In his year end interview with Premier Gordon Campbell, Global TV's Keith Baldrey captured Campbell saying that his "Golden Decade" doesn't end until 2015. Campbell explained that he didn't announce his Golden Decade until 2005, so he must stick around to see it to completion. Baldrey frequently points out that Campbell has no choice but to say that he is staying, since once he wavers the race to replace him is on; some would say the race is on and his wavering would just bring it into the open.

Campbell's "Five Great Goals for a Golden Decade" were introduced in the February 2005 Speech from the Throne; they marked a shift away from tying the government's strategic plan to the 2001 "New Era Vision".

In 2005 the Five Great Goals were defined in terms of 32 key performance measures; in the September 2009 revision of the government's strategic plan, there were only 15 key performance measures. The Campbell government has a habit of redefining performance measures when it isn't doing very well. Even with its reduced list of 15 key measures, the government's strategic plan reveals that the most recent measures are worse than the baselines (point picked for measuring progress) in three measures:

  • School readiness (% of kindergarten students entering school "ready to learn", baseline 72.1%, currently 70.4%, target 85%);
  • Student literacy - (program for International Student Assessment Ranking, Post-secondary completion , baseline 2nd in Canada and 3rd internationally, currently 3rd in Canada and 6th internationally, target 1st in Canada and improve internationally);
  • Number of new jobs per capita (baseline 1st in Canada in 2005, 3rd in Canada in 2008, target 1st in Canada - preliminary data indicate a big drop in BC's ranking for 2009).

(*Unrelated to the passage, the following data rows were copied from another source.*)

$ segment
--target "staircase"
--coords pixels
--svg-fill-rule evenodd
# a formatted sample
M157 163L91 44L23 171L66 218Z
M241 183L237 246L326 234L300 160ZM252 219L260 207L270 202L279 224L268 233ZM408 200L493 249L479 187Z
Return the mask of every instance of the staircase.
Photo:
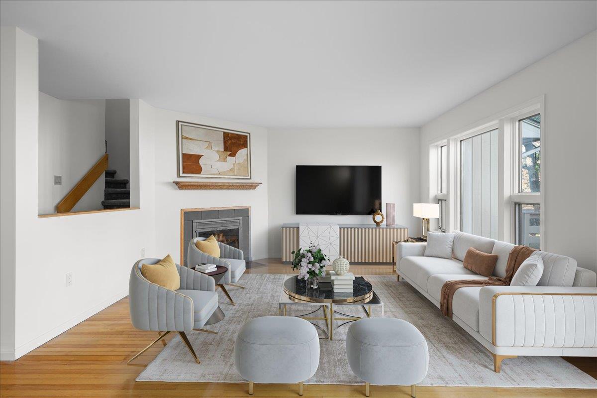
M104 189L104 209L124 209L131 207L131 190L127 188L128 180L116 178L115 170L106 170L106 186Z

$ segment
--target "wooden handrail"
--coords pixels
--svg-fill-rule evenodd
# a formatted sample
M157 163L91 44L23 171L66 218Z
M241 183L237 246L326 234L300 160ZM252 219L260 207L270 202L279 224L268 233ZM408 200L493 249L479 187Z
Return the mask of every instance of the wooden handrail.
M76 185L70 190L66 196L60 201L60 203L56 206L57 213L68 213L75 205L81 200L83 195L89 191L89 188L95 183L100 176L104 174L108 168L108 154L104 154L100 158L93 167L91 167L87 173L83 176L83 178L79 180Z

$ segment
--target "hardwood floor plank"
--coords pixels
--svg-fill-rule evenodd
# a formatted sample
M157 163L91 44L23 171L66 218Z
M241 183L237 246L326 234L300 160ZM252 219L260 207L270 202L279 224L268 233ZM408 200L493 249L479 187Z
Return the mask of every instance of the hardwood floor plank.
M364 275L392 275L391 265L352 265ZM263 259L248 265L247 273L292 274L279 259ZM127 361L156 334L135 329L131 324L128 299L67 330L17 361L0 362L0 396L12 397L208 397L247 398L246 383L136 382L135 378L163 349L156 344L127 365ZM173 336L168 336L170 341ZM565 358L593 377L595 358ZM583 397L595 391L560 388L498 388L494 387L418 387L420 398L462 397ZM296 384L256 384L254 397L296 397ZM364 385L306 384L309 398L361 398ZM376 398L408 397L410 387L371 386Z

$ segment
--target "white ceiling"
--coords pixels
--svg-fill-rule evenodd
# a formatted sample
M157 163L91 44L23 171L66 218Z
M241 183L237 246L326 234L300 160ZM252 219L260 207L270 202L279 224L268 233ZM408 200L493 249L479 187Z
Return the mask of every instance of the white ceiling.
M263 126L419 126L597 28L595 1L2 1L39 87Z

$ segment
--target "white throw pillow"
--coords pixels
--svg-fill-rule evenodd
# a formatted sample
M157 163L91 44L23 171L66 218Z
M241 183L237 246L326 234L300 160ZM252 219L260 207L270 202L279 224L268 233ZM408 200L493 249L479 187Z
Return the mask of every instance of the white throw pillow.
M512 277L510 286L536 286L543 274L543 259L538 255L531 256L522 262Z
M452 243L453 242L454 234L427 232L425 256L427 257L452 258Z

One of three measures for the government's goal of building the best system of supports, is the percentage of seniors living in institutions. Having the lowest percentage in institutions (10.0% in 2006) isn't a good thing if those who need residential care are inappropriately in other housing. On December 17th, just days before the holidays, B.C.'s Ombudsperson Kim Carter released her report, The Best of Care: Getting it Right for Seniors in British Columbia, in which she said that actions in response to her recommendations by the Ministries of Health Services and Healthy Living and Sport "fall short of what is needed to remedy the problems her office identified". For example, there is not a single provincial website that contains comprehensive, comparable information about all individual residential care facilities, including direct care hours provided per resident per day, per diem health authority funding, personal care policies and how any complaints have been handled. In view of Carter's report, it is hard to accept the strategic plan's simplistic measure of support for seniors.

The fourth of Campbell's Five Great Goals for a Golden Decade is: "Lead the world in sustainable environmental management, with the best air and water quality, and the best fisheries management, bar none." It is admirable to want to lead the world, but we should first try to at least keep up with the rest of Canada. Our wild salmon are threatened by fish farms at the mouths of rivers. Communities throughout BC regularly experience boil water alerts. Thanks to natural gas exploration, "British Columbia was the only province in the country to report an increase in greenhouse gas emissions from major industries in 2008."

A New Year's Resolution for the opposition, the media and political pundits should be to pay more attention to what the government claims are its performance measures. Have they chosen the right ones, and are they meeting them in a timely fashion?